The novel was picked from a shortlist featuring The Parisian by Isabella Hammad (Jonathan Cape), To Calais, In Ordinary Time by James Meek (Canongate), Shadowplay by Joseph O’Connor (Harvill Secker), The Redeemed by Tim Pears (Bloomsbury) and A Sin of Omission by Marguerite Poland (Penguin South Africa)
This year's prize was judged by Elizabeth Buccleuch, James Holloway, Elizabeth Laird, James Naughtie, Kirsty Wark, and chair Katie Grant.
The panel said: “It’s a risky business, portraying the marriage of two artists, particularly when both the marriage and the art have already been picked over by biographers and art historians. Christine Dwyer Hickey has embraced the risk and created a masterpiece. In The Narrow Land, she reaches into the guts of the marriage of Jo and Edward Hopper and into the heart of the creative impulse itself.
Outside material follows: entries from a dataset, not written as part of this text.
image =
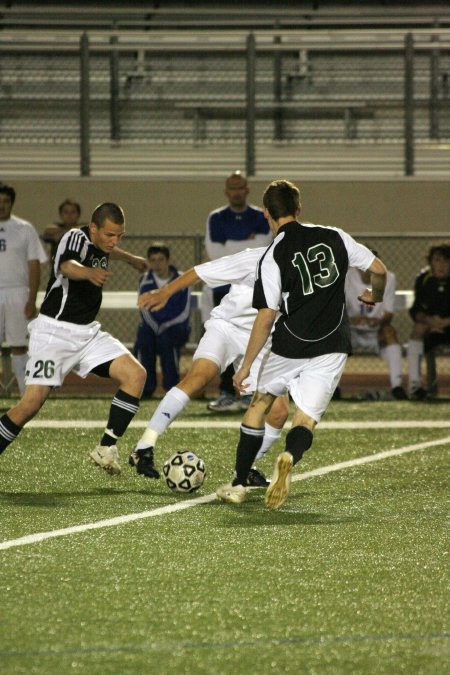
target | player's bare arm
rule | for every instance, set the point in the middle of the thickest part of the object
(34, 276)
(156, 300)
(378, 276)
(73, 270)
(261, 330)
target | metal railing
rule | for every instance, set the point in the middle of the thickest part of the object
(272, 87)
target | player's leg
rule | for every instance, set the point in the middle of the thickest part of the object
(201, 373)
(105, 356)
(414, 359)
(215, 350)
(131, 376)
(51, 357)
(250, 441)
(391, 352)
(311, 387)
(12, 422)
(168, 348)
(16, 332)
(145, 350)
(274, 424)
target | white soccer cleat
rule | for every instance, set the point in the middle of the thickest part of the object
(232, 494)
(278, 489)
(106, 458)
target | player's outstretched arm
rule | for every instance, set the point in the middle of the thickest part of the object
(156, 300)
(73, 270)
(378, 277)
(136, 261)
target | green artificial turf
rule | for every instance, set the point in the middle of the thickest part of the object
(349, 576)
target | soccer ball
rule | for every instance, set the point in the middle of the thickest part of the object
(184, 471)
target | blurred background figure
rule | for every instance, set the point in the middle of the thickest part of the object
(162, 334)
(371, 327)
(21, 255)
(230, 229)
(69, 217)
(430, 313)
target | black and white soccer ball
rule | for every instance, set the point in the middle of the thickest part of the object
(184, 471)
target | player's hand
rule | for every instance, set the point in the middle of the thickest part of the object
(367, 298)
(139, 263)
(238, 380)
(30, 309)
(154, 300)
(97, 276)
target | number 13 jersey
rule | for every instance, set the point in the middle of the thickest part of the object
(302, 274)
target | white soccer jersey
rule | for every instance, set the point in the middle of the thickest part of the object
(354, 286)
(239, 270)
(19, 243)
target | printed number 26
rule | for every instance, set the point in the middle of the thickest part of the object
(328, 268)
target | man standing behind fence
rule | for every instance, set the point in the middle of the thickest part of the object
(231, 229)
(162, 333)
(21, 255)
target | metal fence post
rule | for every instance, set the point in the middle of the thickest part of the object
(114, 89)
(85, 159)
(434, 89)
(251, 91)
(277, 91)
(409, 105)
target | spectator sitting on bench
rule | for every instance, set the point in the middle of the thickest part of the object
(164, 332)
(371, 327)
(431, 314)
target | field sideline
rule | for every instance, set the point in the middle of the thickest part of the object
(119, 575)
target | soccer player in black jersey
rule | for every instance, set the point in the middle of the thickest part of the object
(301, 275)
(431, 314)
(65, 335)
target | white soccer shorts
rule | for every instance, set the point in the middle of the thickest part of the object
(365, 340)
(310, 382)
(224, 343)
(57, 347)
(13, 322)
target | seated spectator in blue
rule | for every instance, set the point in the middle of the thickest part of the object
(162, 333)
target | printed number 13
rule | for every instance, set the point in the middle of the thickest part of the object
(328, 268)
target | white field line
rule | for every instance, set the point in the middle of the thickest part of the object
(235, 424)
(186, 504)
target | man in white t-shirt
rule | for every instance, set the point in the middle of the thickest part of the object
(371, 327)
(226, 335)
(21, 255)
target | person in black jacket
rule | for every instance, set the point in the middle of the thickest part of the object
(430, 313)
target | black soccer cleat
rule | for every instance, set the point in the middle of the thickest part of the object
(256, 478)
(143, 462)
(399, 393)
(418, 394)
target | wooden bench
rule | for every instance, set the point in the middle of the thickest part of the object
(349, 112)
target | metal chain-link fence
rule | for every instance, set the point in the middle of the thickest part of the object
(405, 255)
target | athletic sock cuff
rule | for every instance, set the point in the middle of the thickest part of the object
(251, 431)
(179, 395)
(10, 426)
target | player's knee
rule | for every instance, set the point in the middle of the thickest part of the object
(419, 331)
(298, 440)
(279, 412)
(388, 335)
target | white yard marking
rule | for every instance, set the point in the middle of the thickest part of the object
(180, 506)
(235, 424)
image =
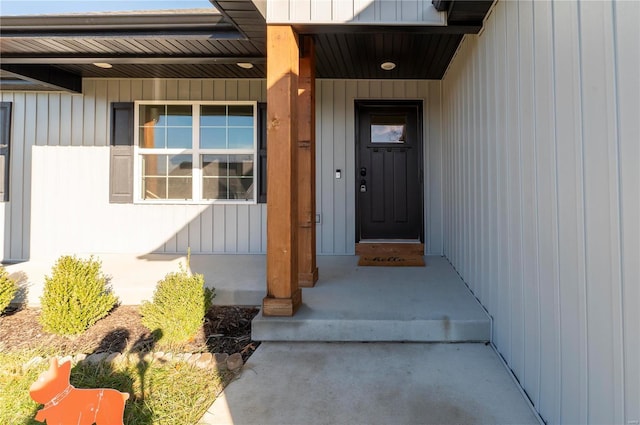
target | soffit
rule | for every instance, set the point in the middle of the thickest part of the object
(208, 44)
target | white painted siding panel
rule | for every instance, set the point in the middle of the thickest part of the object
(358, 12)
(626, 16)
(546, 164)
(63, 177)
(335, 149)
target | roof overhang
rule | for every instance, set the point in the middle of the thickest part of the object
(58, 51)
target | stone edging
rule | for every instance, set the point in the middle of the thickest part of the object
(220, 361)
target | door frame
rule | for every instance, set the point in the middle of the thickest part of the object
(382, 104)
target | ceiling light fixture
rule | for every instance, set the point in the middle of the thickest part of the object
(388, 66)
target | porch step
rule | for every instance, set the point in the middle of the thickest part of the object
(304, 327)
(390, 254)
(392, 304)
(393, 248)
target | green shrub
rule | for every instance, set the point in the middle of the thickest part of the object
(180, 302)
(8, 289)
(75, 296)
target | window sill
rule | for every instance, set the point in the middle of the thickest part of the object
(178, 202)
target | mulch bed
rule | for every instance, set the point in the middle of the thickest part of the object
(226, 329)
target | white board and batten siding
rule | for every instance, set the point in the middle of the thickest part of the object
(61, 168)
(354, 12)
(542, 198)
(60, 171)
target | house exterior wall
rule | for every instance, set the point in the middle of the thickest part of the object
(542, 198)
(60, 170)
(356, 12)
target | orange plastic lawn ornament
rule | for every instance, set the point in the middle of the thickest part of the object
(64, 404)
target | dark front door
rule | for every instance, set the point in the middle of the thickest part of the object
(389, 170)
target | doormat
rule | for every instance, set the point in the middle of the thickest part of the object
(391, 260)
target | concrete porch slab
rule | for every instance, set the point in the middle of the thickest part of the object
(377, 383)
(352, 303)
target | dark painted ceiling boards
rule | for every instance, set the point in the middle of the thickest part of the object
(207, 43)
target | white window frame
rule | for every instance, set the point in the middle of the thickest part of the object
(195, 152)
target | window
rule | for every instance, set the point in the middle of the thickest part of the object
(388, 129)
(5, 137)
(196, 151)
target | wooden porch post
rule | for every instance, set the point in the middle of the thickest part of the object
(283, 293)
(308, 270)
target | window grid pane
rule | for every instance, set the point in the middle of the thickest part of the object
(227, 176)
(167, 176)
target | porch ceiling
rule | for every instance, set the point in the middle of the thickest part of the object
(56, 52)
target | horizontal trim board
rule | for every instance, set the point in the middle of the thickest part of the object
(384, 27)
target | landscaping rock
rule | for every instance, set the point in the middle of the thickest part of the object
(194, 359)
(33, 362)
(234, 362)
(65, 359)
(113, 358)
(221, 360)
(96, 358)
(205, 360)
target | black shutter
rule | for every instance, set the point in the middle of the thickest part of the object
(5, 139)
(262, 153)
(121, 166)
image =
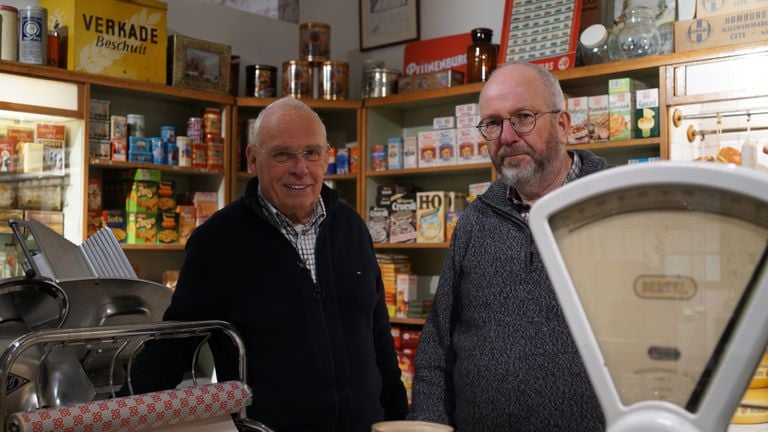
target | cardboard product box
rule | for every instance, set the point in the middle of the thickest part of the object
(117, 221)
(578, 133)
(624, 85)
(8, 157)
(31, 157)
(395, 153)
(706, 9)
(142, 227)
(402, 218)
(430, 216)
(599, 118)
(52, 137)
(52, 219)
(168, 227)
(622, 119)
(186, 217)
(124, 39)
(647, 113)
(721, 30)
(378, 224)
(410, 152)
(142, 197)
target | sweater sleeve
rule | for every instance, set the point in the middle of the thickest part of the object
(433, 394)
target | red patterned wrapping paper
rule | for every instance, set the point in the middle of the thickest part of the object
(140, 412)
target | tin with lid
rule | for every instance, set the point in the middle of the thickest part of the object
(314, 41)
(260, 81)
(297, 79)
(381, 82)
(334, 80)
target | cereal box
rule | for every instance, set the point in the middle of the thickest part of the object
(599, 118)
(168, 227)
(578, 133)
(430, 216)
(142, 228)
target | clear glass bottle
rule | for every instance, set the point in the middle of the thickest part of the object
(481, 56)
(639, 36)
(593, 45)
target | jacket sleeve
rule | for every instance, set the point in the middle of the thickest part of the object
(162, 363)
(433, 393)
(393, 398)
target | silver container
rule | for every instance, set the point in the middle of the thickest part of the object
(33, 35)
(9, 35)
(381, 82)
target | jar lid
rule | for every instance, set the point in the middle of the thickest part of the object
(594, 36)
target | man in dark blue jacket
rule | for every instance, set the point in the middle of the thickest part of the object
(294, 270)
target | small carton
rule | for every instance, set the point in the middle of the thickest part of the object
(395, 153)
(599, 118)
(622, 111)
(142, 228)
(467, 109)
(378, 224)
(444, 122)
(52, 137)
(410, 152)
(430, 216)
(578, 133)
(647, 113)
And more, much more. Quietly, inexorably, and with pinpoint perception, our winner has brought to dramatic life not just the Hoppers’ intimate eruptions but the tensions and complexities in those around them, from two young boys scarred by war to the transient summer crowd at Cape Cod, and though this forensic lens we glimpse the upheavals that were to shake all Americans in the post-war world.”
Hickey received a cheque for £25,000 and an original framed print by the renowned photographer and eldest Buccleuch son, Walter Scott, who is also the great writer’s namesake. It is hoped Irish Fiction Laureate Sebastian Barry can present the winner with her trophy in Ireland in the coming weeks.
Organisers also hope to host a special event for all the shortlisted authors in Abbotsford, Scott’s home in the Borders, in the autumn.